学校の先生に伝えると、暴力がひどくなると思い、相談していない。県や市の相談窓口でも、具体的な対応方法は教えてもらえず、うつ状態になった。「学校でうれしかったことがあると、報告することも。暴力が毎日続くわけでもなく、どう対応すればいいのかわからない」。

思春期の問題に詳しい精神科医の斉藤さんによると、親が子供の心を傷つけたり追い詰めたりした結果、暴力をふるうことも多い。子供への対応を間違えると、どの家庭でも起こりうる。まず親が、悪い刺激を与えないよう注意したい。

では、暴力をふるうようになったら、どうすればいいのか。斉藤さんは「暴力の頻度や程度は関係ない。『暴力は絶対に困る。次に暴力をふるったら、もうあなたとは暮らせない』と、子供に言って」という。また、「夫からの暴力は我慢しなくていい、という社会的な合意があるが、子供からの暴力は、親が耐える傾向がある。我慢せずに徹底拒否してほしい」と訴えた。


【エスカレートしたら一時避難し毎日電話をせよ】
それでも暴力を繰り返して、家族がけがをしたり、家財道具が壊れたりするなど、エスカレートしたときにはどうすればいいのか。斉藤さんは①他人を家に入れる②警察に通報する③家族が避難する、を挙げる。

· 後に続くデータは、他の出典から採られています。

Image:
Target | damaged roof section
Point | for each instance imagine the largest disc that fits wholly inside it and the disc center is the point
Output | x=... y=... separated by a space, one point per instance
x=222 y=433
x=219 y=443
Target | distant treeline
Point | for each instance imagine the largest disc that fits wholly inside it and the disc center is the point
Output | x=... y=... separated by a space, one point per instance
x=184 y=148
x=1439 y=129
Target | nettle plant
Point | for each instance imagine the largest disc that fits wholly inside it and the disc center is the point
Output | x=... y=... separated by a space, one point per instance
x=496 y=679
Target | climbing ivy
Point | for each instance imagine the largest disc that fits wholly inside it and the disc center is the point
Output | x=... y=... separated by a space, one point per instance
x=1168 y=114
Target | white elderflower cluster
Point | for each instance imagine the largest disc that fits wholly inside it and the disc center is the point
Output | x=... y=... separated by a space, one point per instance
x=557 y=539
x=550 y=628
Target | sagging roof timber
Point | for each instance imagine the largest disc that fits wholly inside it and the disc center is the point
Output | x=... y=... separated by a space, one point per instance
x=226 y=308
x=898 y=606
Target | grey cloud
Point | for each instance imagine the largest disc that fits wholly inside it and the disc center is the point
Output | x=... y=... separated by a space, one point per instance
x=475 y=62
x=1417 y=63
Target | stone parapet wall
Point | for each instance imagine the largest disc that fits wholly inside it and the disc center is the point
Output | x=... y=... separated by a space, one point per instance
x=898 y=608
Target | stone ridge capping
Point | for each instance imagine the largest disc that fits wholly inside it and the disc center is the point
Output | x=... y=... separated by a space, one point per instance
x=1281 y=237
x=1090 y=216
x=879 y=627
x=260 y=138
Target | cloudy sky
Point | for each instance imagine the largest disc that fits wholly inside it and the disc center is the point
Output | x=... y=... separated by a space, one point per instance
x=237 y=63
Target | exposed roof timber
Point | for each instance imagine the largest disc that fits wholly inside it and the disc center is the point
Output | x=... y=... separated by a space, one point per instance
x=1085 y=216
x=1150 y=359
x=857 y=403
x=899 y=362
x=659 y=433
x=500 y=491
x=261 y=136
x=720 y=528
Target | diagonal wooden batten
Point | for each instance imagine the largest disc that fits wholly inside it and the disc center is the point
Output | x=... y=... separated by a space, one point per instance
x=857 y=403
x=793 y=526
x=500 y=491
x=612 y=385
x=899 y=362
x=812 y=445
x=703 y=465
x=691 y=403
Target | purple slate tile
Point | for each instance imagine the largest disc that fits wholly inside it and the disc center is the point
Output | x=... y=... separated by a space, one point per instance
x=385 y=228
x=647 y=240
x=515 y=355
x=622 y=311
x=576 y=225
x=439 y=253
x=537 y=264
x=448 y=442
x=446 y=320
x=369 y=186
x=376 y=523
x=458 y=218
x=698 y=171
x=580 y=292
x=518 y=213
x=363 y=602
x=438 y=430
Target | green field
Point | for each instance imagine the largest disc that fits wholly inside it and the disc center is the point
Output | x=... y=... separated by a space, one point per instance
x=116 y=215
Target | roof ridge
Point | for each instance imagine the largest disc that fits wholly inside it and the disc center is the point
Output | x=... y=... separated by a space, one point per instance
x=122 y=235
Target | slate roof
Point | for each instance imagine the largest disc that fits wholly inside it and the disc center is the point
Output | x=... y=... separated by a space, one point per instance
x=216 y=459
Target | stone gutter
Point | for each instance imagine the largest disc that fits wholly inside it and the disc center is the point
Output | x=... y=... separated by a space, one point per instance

①は親族の婚約者など、家族ではない人に同居してもらう。第三者がいると、暴力が止まるケースが多いという。

②は「絶対に許さない」という態度を示すパフォーマンスのひとつ。逮捕されてしまわないよう、近くの警察署の生活安全課などに前もって相談しておくのもいい。暴れたその日に通報し、親族ではない人が駆けつけるのがポイントだ。

③は一時的に、ホテルや親族宅に非難すること。この場合に大切なのは、毎日、子供に電話すること。子供は、家族がいなくなった当初は泣いて謝るが、しばらくすると怒り始める。さらに時間がたつと投げやりになる。この時点で一時帰宅を始め、暴力がなければ、帰宅回数を増やして沈静化を待つ。

斉藤さんによると、暴力も思春期の退行のひとつ。子供の甘えたい欲求は、スキンシップではなく、会話で満たすようにする。暴言を吐く子は、本人も理不尽なことを言っているとわかっている。「親への恨み言は、事実無根でも聞いてあげてほしい」という。親に構ってほしくない子供はいない。「子供に無視されると放っておく親が多いが、そこを一歩踏み越えて話かけてください」と語った。